Less than five minutes into their set, the Hives’ lead singer, the aptly named “Howlin” Pelle Almqvist, let the audience in Anaheim know the extent of his musical abilities. “I love doing this. But if I didn’t love doing it, they would make me do it anyway, because I’m so good at it.”

The remark certainly wasn’t out of place for Almqvist. The Hives are something of the musical equivalent of Muhammad Ali, full of a sort of arrogance and swagger that lets everyone know that they distinguish themselves from the crowd. And just like the famed heavyweight fighter, they pack a mean punch. The Hives had the chance to go a full two rounds at their two shows at the House of Blues in Anaheim on Jan. 16.

Almqvist stole the show, as any good lead rock singer should. Shaking and strutting like the mistaken for lost love child of Mick Jagger and Iggy Pop. Almqvist had his work cut out for him though, as the other band members rocked furiously around him. Nicholas Arson played the guitar with an expression on his face that seemed to be taunting the crowd to try to find a better guitar player. Showing that playing furious guitar licks is indeed a viable way to lose weight was Vigilante Carlstroem, a not-so-svelte member of the Hives.

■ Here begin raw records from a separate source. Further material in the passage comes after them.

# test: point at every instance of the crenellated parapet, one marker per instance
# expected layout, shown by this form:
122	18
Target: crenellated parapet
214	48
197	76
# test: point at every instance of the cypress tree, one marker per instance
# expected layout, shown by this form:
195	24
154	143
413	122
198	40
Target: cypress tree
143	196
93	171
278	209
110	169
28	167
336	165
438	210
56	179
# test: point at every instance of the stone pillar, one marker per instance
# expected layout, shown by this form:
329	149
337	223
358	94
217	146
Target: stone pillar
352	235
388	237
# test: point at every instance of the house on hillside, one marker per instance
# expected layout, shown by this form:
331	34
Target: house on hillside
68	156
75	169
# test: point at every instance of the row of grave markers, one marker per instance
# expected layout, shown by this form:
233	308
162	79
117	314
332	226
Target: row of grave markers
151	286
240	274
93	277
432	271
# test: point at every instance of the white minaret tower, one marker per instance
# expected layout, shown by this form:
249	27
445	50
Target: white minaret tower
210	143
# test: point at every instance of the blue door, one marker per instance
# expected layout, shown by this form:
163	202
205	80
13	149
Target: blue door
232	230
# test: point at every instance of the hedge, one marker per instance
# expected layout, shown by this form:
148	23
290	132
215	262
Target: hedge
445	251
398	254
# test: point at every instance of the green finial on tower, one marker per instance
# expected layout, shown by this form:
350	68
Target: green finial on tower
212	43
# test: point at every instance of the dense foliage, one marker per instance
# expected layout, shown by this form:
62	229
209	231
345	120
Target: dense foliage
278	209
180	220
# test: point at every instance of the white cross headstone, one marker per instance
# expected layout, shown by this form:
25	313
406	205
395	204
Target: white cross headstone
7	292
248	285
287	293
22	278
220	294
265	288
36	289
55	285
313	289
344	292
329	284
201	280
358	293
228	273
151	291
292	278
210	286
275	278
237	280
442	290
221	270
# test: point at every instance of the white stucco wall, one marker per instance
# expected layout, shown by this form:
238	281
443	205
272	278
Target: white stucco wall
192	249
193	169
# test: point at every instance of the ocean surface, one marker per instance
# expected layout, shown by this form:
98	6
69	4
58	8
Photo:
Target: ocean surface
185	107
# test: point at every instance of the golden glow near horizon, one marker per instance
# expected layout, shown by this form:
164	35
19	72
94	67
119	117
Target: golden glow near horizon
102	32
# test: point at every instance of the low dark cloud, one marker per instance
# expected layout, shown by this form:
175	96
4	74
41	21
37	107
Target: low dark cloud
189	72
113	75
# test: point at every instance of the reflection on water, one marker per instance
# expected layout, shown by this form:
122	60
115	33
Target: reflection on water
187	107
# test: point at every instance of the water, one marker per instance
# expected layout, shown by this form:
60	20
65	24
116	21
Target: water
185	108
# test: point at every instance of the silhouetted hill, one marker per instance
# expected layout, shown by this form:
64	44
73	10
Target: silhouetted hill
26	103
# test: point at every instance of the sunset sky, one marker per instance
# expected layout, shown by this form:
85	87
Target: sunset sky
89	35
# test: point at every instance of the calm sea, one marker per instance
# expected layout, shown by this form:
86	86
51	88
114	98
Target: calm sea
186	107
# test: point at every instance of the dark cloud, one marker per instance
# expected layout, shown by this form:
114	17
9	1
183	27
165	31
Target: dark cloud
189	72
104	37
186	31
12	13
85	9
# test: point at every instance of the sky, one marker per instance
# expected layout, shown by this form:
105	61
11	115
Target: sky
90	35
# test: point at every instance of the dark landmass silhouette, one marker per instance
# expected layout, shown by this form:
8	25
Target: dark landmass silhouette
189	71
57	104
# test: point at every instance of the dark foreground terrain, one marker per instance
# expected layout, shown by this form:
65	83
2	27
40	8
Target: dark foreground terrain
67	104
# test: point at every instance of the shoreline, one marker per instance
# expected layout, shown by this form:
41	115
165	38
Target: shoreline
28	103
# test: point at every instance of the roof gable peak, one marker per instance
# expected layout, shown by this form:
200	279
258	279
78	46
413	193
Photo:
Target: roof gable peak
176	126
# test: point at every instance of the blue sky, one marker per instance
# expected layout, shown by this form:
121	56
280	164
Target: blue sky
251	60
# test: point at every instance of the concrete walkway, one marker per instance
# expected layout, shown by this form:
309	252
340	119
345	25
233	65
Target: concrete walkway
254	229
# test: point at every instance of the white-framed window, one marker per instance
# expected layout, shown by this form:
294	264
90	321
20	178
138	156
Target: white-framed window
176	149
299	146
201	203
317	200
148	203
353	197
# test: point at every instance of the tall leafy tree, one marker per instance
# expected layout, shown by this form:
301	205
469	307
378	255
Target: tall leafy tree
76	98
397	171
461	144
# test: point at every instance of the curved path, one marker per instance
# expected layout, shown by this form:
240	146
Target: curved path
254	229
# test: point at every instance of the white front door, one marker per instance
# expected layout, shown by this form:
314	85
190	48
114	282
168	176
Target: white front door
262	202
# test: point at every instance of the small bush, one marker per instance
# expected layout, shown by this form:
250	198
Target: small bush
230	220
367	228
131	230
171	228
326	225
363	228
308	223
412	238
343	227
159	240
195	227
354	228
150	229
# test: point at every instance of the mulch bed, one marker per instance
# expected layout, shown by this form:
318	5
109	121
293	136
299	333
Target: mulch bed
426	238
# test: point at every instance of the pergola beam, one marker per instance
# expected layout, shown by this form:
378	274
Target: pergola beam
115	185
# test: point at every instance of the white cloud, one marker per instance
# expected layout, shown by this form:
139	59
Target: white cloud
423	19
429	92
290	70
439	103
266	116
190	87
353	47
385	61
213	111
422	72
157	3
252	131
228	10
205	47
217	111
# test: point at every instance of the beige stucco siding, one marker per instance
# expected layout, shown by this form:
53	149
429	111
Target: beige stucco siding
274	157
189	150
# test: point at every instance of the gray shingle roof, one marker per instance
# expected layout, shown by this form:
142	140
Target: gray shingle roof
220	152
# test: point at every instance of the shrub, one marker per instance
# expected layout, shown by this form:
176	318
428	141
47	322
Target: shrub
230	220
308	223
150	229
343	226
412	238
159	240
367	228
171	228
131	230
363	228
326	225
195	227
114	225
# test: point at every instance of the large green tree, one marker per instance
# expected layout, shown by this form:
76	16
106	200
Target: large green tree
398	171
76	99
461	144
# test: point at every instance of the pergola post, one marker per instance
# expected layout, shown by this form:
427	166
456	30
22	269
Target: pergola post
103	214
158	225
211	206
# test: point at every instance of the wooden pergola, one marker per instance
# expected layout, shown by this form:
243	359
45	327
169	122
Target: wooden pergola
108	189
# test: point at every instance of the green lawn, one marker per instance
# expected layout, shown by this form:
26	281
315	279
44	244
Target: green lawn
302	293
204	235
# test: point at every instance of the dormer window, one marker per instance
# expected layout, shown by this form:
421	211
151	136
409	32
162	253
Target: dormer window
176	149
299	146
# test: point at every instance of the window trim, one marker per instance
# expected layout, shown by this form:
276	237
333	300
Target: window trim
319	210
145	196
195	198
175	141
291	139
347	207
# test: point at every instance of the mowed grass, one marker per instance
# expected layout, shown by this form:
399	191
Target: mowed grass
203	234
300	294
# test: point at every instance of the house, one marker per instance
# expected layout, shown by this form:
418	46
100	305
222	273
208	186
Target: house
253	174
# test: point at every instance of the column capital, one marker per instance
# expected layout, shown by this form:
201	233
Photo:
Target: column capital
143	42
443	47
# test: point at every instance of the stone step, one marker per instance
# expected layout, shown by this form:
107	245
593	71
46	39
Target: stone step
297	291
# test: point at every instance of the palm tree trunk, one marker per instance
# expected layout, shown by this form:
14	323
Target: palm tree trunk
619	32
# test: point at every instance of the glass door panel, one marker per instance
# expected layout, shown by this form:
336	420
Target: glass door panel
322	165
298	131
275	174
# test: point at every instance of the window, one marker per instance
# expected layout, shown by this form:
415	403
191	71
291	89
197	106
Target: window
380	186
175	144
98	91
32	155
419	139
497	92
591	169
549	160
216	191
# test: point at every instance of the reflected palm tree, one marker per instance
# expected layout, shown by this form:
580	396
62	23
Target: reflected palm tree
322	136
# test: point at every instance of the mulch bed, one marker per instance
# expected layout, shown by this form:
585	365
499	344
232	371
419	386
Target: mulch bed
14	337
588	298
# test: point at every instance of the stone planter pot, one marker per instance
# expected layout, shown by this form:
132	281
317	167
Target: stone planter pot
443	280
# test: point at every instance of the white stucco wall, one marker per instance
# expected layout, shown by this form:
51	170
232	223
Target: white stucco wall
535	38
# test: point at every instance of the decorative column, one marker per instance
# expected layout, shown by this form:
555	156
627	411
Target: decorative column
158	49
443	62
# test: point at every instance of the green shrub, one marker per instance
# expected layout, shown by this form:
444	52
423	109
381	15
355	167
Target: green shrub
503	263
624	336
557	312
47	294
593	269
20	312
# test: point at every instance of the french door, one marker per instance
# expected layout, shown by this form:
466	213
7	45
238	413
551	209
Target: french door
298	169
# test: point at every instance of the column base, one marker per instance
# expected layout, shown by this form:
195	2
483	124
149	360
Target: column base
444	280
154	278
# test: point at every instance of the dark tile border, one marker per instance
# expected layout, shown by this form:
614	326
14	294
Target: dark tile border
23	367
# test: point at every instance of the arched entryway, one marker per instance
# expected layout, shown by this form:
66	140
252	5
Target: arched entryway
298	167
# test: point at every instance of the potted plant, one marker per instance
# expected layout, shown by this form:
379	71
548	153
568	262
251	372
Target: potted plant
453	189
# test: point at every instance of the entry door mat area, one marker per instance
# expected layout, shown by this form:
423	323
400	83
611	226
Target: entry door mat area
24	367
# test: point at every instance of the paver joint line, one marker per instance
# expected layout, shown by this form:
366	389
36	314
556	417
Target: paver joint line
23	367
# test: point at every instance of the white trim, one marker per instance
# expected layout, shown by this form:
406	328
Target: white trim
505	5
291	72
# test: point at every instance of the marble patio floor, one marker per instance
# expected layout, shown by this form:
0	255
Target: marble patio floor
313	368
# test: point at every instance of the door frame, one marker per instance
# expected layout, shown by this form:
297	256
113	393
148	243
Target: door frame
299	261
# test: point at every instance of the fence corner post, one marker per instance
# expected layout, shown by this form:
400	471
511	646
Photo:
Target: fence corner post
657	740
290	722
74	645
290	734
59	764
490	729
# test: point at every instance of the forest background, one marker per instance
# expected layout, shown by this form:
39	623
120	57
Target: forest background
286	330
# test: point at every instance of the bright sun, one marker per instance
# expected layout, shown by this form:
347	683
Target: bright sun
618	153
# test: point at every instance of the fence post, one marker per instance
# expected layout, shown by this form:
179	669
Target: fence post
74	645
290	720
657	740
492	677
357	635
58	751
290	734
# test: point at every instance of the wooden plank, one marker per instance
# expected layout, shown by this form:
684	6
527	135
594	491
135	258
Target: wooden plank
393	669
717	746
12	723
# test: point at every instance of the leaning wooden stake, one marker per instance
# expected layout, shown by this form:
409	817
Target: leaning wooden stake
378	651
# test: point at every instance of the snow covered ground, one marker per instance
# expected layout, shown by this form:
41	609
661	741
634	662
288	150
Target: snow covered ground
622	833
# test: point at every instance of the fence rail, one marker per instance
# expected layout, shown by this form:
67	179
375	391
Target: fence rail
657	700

The music of the the Hives borders on ridiculous. After all, topics of their songs include selling your body to medical science to earn a few dollars (“Die, All Right”), the pratfalls of evolution (“Missing Link”) or just being an idiot in general (“Walk Idiot Walk”). Yet the Swedish lads rock with an intensity that is anything but a joke. The Hives were done with one show in forty minutes, but there wasn’t a bit of complaining in the crowd. Audience members were left wondering what they had just seen… and when they could see it again. In a town with Cinderella’s Castle, Indiana Jones and Mickey Mouse, the Hives still managed to stand out.